A picture of wildebeests and zebras milling about besides Kenya’s Mara River comes to mind. As any safari-lover knows, it can take hours, even days, before one attempts a crossing. When it happens, the movement of others crossing in unison is breathtaking

One possible answer as to why sentiment doesn’t seem to mirror action, even on a relative basis to the wider constrained capital-raising market, might lay in a conversation PERE had last month with an Asia-focused fund of funds manager. Like countless other investors of varying types, this manager is sitting on the market sidelines despite having dry powder. He talked of numerous funds in market that are on his list but still awaiting a first closing. The thing is he doesn’t want to be the first into one of these funds just to find that nobody follows.

A picture of wildebeests and zebras milling about besides Kenya’s Mara River comes to mind. As any safari-lover knows, it can take hours, even days, before one attempts a crossing. When it happens, the movement of others crossing in unison is breathtaking. The fear of the first, of course, is the lurking crocodile under the water.

Keen not to be exposed as a lone wildebeest, this fund of funds manager has adopted a tactic of coercing three to four other LPs to join it in picking a specific fund and piling into it together. Between the LPs, the commitment in question totals approximately $150 million. To quote him: “Of the few first closings we’re looking at, we don’t want to be the first ones in. There’s better safety in numbers.”

The manager pointed to a Chinese fund with just one $20 million commitment from an investor forced to sit pretty until joined by its peers. In this instance, the GP is not earning enough in fees to survive, he said, and the LP is stuck in a fund unable to buy in any meaningful way. “As a result, they are stuck in limbo,” he added.

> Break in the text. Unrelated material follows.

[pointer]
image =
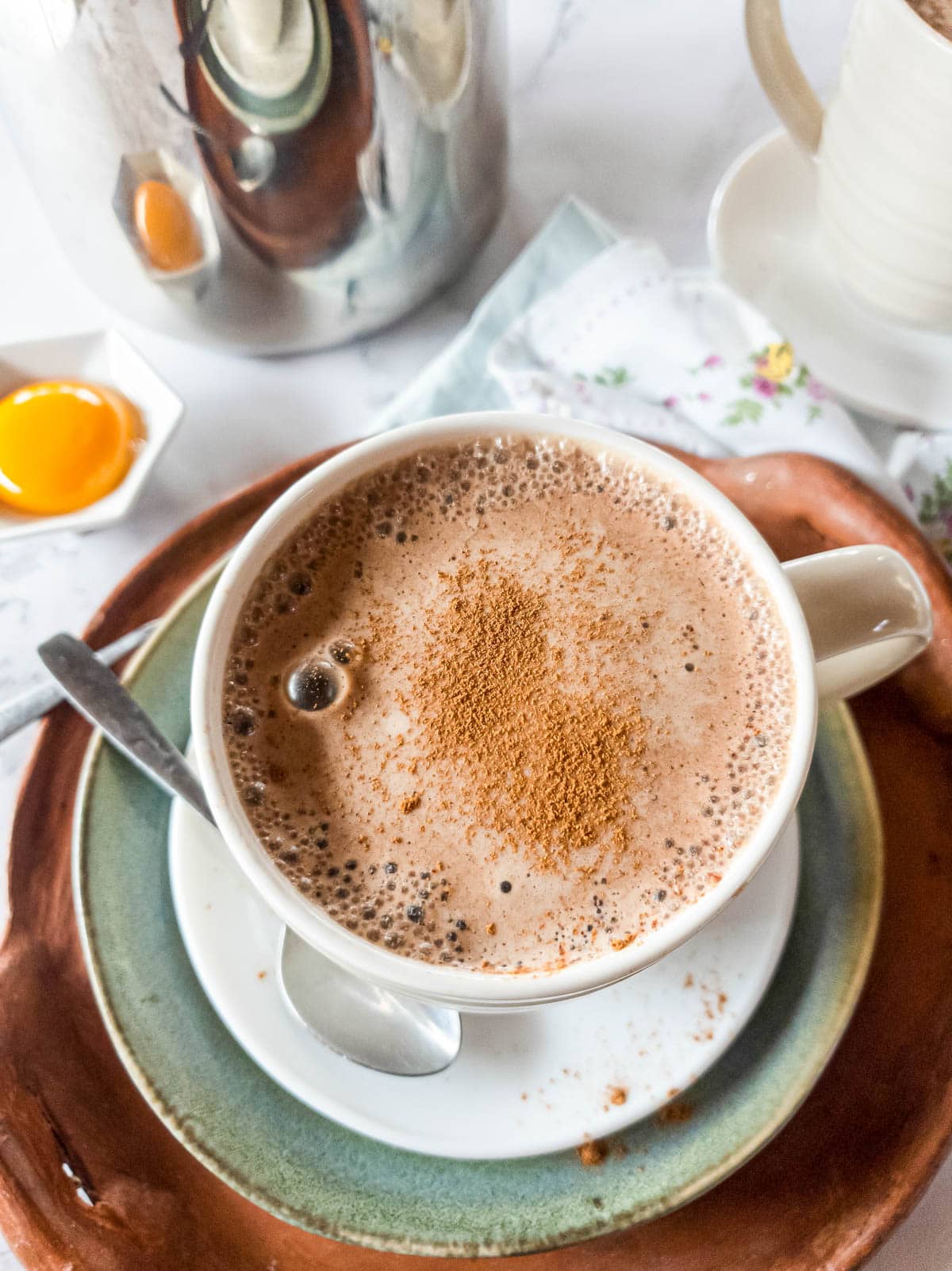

It is a truism to suggest that a GP’s track record is counting for an awful lot at the minute, and many small to mid-sized Asia-focused managers have not, at the corporate level at least, attained the prerequisite experience to convince that all-important institutional allocation panel sitting in The Hague or Sacramento, California. This is often true even if the individuals running those firms have the necessary gray hair.

In addition, many of the larger firms either have exited the market post failures or are trudging on while simultaneously licking their wounds. Some of those include zombie firms just treading water until their inevitable drowning, but how much of the nearly $21 billion in Asia-focused funds listed as “in market” in PERE’s Capital Watch reflect those? The answer likely is not many at all.

Let’s face it, despite the countless utterances of positive investor sentiment towards Asia to grace the conference circuit, including at PERE’s own events, 2011 is shaping up to be something of a dud in terms of actual capital reaching Asia-facing managers. It would be good to eat these words come PERE’s annual review, but that looks unlikely to happen, particularly when you consider the wildebeests currently meandering in the field.